Through her practice, the artist queries a limited and nomic criteria, finding inspiration in art history and the classical tradition, but also in science fiction and horror movies, generating a new family of multi-dimensional and empowered ‘aliens’ that transcend space and time. Charred and scarred, they stand still and serene, as if they had returned from a post-apocalyptic reality to warn and guide us.
Time and Decay
“Sculpture, more than any other art form, is about time and history—the use of materials which can last for centuries [...] And now, in recent history there is an increased use of fragile, temporary materials that seem to reflect the speeding up of decay—the production of instant ruins.”
—Huma Bhabha
Sensorial and immersive, a distinctive, earthy aroma emanates from the sculpture as you approach, carved from cork and an array of recovered materials.
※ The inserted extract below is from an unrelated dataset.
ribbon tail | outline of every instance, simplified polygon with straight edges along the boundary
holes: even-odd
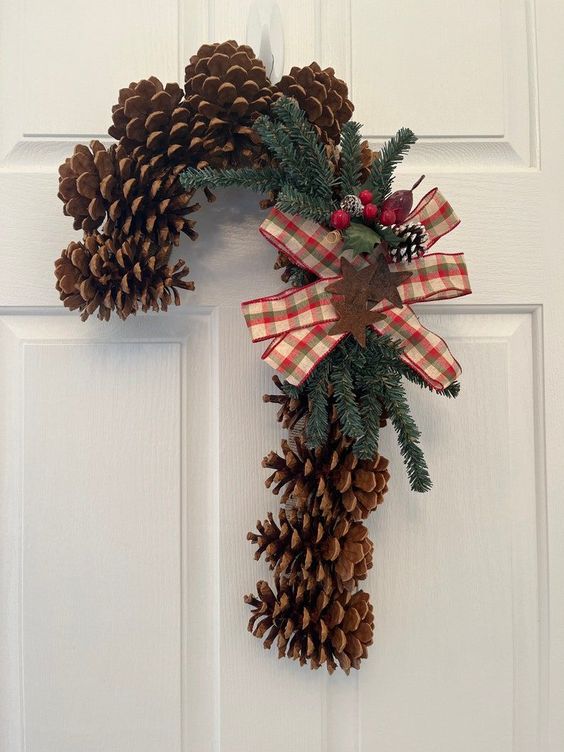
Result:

Seemingly ponderous and sturdy, Baalbek has a lighter, more delicate quality upon closer inspection. The artist’s spontaneous and almost subconscious carving, etching, pinching, and scraping grants the sculpture its characteristic rough-textured surface and visceral physicality. Through the use of organic materials, paired with a rudimentary and unpolished technique, Bhabha plays with the natural and the fabricated, the ethereal and the perpetual. She draws a line between the ancient relics of millennia-old civilisations, and the ruins of our contemporary world in a dystopian and not-so-distant future: her sculptures embody the tale of humanity itself, filled with sequences of creation and destruction, of flourishment and disintegration, of individuality and collectiveness.
Collector’s Digest
Huma Bhabha counts with a very strong institutional presence, with her work being exhibited at the ICA, Boston; MoMa PS1, New York; and The Metropolitan Museum of Art, New York, among others.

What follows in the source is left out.